The usual wisdom goes like this: assume you have a conserved current $j^\mu(x)$ with
$$ \partial_\mu j^\mu = 0 \ . $$
Now pick a constant-time ball $\Sigma$ and define
$$ Q = \int_\Sigma j^0(x) d^3 x \ . $$
This exists if the charge density decays fast enough. This is a conserved charge since:
$$ \frac{d Q}{d t} = \int_\Sigma \partial_0 j^0(x) d^3 x = - \int_\Sigma \nabla \cdot j(x) d^3 x = - \int_{\partial \Sigma} j(x) \cdot d \sigma $$
Where in the last equality we used that the currents decay at infinity.

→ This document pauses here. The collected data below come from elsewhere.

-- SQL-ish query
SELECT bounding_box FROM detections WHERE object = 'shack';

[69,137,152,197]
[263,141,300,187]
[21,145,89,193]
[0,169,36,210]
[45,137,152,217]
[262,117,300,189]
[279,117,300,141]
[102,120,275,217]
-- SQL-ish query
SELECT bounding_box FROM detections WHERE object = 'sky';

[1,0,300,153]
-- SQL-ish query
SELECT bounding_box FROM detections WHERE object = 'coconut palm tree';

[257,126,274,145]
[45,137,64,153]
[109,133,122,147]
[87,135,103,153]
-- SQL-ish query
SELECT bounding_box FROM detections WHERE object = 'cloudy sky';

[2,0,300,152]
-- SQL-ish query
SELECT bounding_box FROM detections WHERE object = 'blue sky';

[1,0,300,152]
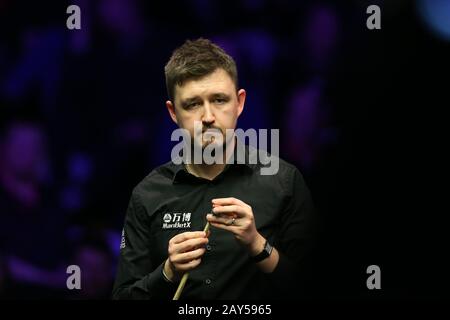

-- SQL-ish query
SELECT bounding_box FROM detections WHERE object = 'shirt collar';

[170,141,256,184]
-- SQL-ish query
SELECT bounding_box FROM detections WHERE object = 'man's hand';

[164,231,209,282]
[206,197,265,256]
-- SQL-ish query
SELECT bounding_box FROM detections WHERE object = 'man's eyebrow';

[180,96,201,107]
[180,93,231,107]
[209,92,231,99]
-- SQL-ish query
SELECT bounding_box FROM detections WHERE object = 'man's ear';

[236,89,246,118]
[166,100,178,125]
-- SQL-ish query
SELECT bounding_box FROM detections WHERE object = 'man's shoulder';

[131,160,177,198]
[247,145,301,178]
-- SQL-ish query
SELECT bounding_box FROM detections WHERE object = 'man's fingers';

[171,231,206,245]
[173,247,206,264]
[212,197,248,207]
[177,258,202,271]
[171,237,208,254]
[207,213,238,226]
[209,221,239,233]
[212,205,246,217]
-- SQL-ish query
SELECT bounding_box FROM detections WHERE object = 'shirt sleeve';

[265,166,317,298]
[112,191,177,299]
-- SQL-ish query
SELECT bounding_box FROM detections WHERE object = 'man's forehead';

[175,69,235,100]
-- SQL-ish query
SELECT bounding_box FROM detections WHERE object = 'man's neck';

[186,137,236,181]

Now this is classical reasoning. On the quantum level, the current becomes an operator, and all the statements about the fall-off of functions at infinity are statements about the states we wish to apply these operators on. In particular, it suffices to look at the vacuum, since we usually only consider states which differ from the vacuum in a finite region, so once the vacuum is fine, all excited states will be fine as well.

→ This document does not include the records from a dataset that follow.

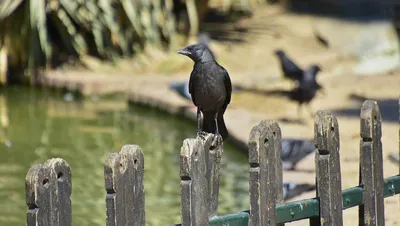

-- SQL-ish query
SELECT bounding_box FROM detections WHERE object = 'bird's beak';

[177,48,191,56]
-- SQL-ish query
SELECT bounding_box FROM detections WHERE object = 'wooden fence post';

[359,100,385,225]
[312,111,343,226]
[104,145,145,226]
[248,120,283,226]
[26,158,72,226]
[180,133,224,226]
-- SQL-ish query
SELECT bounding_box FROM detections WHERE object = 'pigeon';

[169,81,191,100]
[281,139,316,170]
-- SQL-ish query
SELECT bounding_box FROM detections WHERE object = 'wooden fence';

[25,100,400,225]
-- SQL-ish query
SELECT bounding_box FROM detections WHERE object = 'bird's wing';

[284,57,304,79]
[188,69,197,105]
[221,67,232,114]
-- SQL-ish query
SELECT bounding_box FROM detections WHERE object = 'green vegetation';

[0,0,178,83]
[0,0,266,84]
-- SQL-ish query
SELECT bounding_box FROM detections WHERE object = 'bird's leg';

[196,108,201,136]
[214,112,219,135]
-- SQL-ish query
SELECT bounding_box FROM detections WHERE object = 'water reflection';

[0,87,249,226]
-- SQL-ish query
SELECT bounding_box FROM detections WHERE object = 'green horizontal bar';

[342,186,363,210]
[172,212,249,226]
[209,212,249,226]
[383,175,400,197]
[276,198,319,223]
[173,175,400,225]
[276,174,400,223]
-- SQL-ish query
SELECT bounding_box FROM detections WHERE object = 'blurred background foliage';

[0,0,268,84]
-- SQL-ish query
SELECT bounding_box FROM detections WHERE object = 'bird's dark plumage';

[281,139,316,170]
[275,49,304,81]
[289,65,322,104]
[288,64,322,118]
[177,44,232,140]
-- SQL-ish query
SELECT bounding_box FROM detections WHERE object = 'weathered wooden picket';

[25,100,400,225]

But in the case of spontaneous symmetry breaking, it is just not true that
$$ j^0(x)|0\rangle $$
decays at infinity, hence the integral defining the charge does not exist. Note however that while $Q$ doesn't make sense in itself, one may still give meaning to commutators of $Q$ with field operators $\phi(x)$:
$$ [ Q, \phi(x) ] $$
And in particular, these still implement the symmetry.